Oh, well that's alright then.
There's too much choice on telly. Back when there were only three or four channels, most TV was produced by people making an honest effort to do their best work. Nobody really worried about viewing figures or what might be on the other side. Now that there are a million other options, most producers are (consciously or unconsciously) pandering to an imaginary lowest-common-denominator. It's a cynical and insincere way of making TV that an increasingly large proportion of people can see straight through.
They should have had a marathon stream of some old N64 games, Glover is more in vogue than tired sketch comedy at this point, and no one remembers Glover except me. But more importantly the decline in donations more or less lines up with the flatlining of wages so that's what I'm chalking it up to.

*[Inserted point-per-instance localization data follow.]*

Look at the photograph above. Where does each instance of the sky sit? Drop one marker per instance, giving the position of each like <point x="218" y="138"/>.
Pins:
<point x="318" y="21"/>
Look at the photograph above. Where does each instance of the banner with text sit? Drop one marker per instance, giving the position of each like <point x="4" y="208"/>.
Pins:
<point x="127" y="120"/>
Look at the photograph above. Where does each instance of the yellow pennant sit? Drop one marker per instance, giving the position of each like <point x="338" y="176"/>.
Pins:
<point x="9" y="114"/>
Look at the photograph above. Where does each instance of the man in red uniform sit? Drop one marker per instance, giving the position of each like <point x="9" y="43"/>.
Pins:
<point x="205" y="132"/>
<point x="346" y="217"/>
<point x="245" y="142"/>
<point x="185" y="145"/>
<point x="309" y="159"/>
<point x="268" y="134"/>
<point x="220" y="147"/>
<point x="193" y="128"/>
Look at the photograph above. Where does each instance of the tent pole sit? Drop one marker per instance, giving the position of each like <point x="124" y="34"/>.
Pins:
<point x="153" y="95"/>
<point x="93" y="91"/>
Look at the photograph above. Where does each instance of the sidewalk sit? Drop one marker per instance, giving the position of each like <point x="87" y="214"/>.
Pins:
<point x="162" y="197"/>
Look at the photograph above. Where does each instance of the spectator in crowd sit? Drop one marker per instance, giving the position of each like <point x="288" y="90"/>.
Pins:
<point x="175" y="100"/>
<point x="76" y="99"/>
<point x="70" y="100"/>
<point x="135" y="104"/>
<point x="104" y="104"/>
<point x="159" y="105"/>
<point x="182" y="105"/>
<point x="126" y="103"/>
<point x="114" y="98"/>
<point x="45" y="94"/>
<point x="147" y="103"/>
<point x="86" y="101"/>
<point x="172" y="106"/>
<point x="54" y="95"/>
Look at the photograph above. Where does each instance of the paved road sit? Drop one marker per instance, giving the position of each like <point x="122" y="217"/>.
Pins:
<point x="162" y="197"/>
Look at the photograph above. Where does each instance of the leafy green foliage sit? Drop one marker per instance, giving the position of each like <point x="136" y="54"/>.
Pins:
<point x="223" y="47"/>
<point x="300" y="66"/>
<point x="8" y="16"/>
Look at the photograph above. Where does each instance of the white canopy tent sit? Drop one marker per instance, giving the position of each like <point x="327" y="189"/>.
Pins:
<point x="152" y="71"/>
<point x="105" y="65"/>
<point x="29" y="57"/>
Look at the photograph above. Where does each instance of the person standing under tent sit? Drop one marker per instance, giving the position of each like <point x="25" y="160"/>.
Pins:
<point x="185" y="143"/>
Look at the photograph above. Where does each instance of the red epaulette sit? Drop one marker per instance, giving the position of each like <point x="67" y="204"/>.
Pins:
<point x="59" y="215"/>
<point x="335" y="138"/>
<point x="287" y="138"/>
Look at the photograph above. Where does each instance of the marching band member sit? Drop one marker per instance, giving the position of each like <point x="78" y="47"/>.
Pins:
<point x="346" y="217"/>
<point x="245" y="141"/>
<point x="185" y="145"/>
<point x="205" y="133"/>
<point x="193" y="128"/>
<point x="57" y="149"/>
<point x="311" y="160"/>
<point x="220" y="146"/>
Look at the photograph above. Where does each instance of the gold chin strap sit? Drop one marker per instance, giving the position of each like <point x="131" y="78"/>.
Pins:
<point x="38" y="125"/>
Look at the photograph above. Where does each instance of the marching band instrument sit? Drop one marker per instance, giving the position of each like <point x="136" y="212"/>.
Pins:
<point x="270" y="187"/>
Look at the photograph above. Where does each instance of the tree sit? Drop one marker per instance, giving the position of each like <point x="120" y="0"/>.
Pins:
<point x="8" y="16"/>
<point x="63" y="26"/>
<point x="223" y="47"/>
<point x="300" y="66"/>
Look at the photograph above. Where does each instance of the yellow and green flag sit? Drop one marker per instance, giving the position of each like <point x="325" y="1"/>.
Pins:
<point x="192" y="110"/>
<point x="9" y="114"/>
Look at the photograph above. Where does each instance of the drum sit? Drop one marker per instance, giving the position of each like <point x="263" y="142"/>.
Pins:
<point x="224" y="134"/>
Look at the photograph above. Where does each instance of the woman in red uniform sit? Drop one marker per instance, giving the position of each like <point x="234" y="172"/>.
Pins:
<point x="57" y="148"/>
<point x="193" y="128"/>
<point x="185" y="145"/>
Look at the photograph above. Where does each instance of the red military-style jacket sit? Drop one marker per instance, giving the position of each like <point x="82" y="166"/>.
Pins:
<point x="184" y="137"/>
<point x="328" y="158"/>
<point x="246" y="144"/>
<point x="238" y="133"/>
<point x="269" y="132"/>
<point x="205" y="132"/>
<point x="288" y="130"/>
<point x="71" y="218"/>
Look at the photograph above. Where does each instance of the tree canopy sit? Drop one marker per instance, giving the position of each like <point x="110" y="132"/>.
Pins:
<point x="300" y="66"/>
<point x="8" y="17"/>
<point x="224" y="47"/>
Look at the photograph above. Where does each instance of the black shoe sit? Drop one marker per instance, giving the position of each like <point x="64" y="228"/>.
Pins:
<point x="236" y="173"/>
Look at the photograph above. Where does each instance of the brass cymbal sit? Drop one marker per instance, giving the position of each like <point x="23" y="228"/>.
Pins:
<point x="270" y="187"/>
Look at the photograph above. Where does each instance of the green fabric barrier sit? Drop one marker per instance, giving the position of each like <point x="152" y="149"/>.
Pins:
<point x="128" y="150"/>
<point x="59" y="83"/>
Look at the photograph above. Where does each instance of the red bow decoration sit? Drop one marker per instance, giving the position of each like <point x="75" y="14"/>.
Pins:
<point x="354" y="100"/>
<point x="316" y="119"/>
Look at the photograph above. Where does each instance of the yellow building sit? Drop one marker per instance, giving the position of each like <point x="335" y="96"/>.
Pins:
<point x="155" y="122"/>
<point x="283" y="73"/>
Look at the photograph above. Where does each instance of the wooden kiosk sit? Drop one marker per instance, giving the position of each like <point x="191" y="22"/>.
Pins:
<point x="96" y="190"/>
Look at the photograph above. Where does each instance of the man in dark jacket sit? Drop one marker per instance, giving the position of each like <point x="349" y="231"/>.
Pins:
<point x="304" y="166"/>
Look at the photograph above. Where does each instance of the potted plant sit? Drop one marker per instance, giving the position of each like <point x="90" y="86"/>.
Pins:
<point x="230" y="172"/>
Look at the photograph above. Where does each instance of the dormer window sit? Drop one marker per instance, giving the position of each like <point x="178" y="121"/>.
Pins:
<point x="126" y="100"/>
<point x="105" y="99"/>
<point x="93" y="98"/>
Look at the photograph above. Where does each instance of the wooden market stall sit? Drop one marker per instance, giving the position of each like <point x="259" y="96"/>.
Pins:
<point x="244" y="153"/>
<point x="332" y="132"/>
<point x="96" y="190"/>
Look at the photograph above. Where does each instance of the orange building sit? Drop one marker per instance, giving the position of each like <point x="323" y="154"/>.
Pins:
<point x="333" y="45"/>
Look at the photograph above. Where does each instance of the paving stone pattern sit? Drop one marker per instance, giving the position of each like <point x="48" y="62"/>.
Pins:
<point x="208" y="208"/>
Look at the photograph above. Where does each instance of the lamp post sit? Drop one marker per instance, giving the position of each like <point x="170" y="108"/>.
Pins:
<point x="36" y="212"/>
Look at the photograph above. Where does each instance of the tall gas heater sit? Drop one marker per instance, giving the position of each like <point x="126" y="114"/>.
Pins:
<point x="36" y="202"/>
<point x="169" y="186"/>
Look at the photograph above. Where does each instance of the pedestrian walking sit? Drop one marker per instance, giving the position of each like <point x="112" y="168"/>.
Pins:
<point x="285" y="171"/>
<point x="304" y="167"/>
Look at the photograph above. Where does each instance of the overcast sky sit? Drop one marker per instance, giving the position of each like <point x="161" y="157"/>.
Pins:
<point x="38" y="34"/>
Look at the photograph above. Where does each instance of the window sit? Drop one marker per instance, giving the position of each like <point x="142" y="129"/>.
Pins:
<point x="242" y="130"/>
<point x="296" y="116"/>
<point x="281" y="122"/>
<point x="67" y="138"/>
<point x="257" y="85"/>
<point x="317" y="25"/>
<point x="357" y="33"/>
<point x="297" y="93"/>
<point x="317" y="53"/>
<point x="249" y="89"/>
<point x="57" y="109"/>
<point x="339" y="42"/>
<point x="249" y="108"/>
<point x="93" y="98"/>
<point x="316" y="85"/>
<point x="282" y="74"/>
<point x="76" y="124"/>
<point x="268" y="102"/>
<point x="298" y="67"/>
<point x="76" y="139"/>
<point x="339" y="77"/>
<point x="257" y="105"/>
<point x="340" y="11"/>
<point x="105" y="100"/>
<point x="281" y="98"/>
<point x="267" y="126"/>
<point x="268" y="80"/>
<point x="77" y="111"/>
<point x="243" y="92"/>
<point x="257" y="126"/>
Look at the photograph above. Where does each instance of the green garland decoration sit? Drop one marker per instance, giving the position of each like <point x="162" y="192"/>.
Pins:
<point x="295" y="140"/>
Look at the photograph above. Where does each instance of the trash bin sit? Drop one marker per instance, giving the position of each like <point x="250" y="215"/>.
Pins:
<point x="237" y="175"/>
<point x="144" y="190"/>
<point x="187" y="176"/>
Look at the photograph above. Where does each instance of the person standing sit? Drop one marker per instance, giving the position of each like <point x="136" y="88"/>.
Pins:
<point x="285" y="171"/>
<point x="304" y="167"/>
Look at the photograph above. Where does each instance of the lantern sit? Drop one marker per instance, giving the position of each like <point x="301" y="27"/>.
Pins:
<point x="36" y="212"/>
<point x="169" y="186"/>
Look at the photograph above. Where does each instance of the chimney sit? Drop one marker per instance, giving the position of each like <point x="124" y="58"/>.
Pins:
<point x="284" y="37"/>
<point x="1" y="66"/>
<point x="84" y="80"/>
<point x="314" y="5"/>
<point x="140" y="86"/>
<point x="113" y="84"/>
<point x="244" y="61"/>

Although, I do wonder if video games could make a return to the telly at some point, or would they just end up being worse than what you can find online? I can't remember seeing anything dedicated to games since Guru Larry had a telly show, which no one remembers, except me.
>>18711 The interview hasn't happened yet; it's this week - I'm coming down with the sickness but I hope it's just a small blip or I'll be fucked off. I've spent ages preparing for this.
>>18720 If "The Gay Fever" is a heaving cough, temperature, horrendous levels of acid reflux, and crushing headache, then alright.
So, that's this interview fucking ruined tomorrow. We can't let me be having anything nice here, can we? With every day I'm becoming more convinced I committed some sort of sin in a past life and this is my punishment. To have shit ripped from me just as it's starting to look good.
I was walking round there yesterday and I obviously walked by the cottaging hot spot as I got some quite awkward looks from the random groups of men who were just hanging around the woodland in the twilight.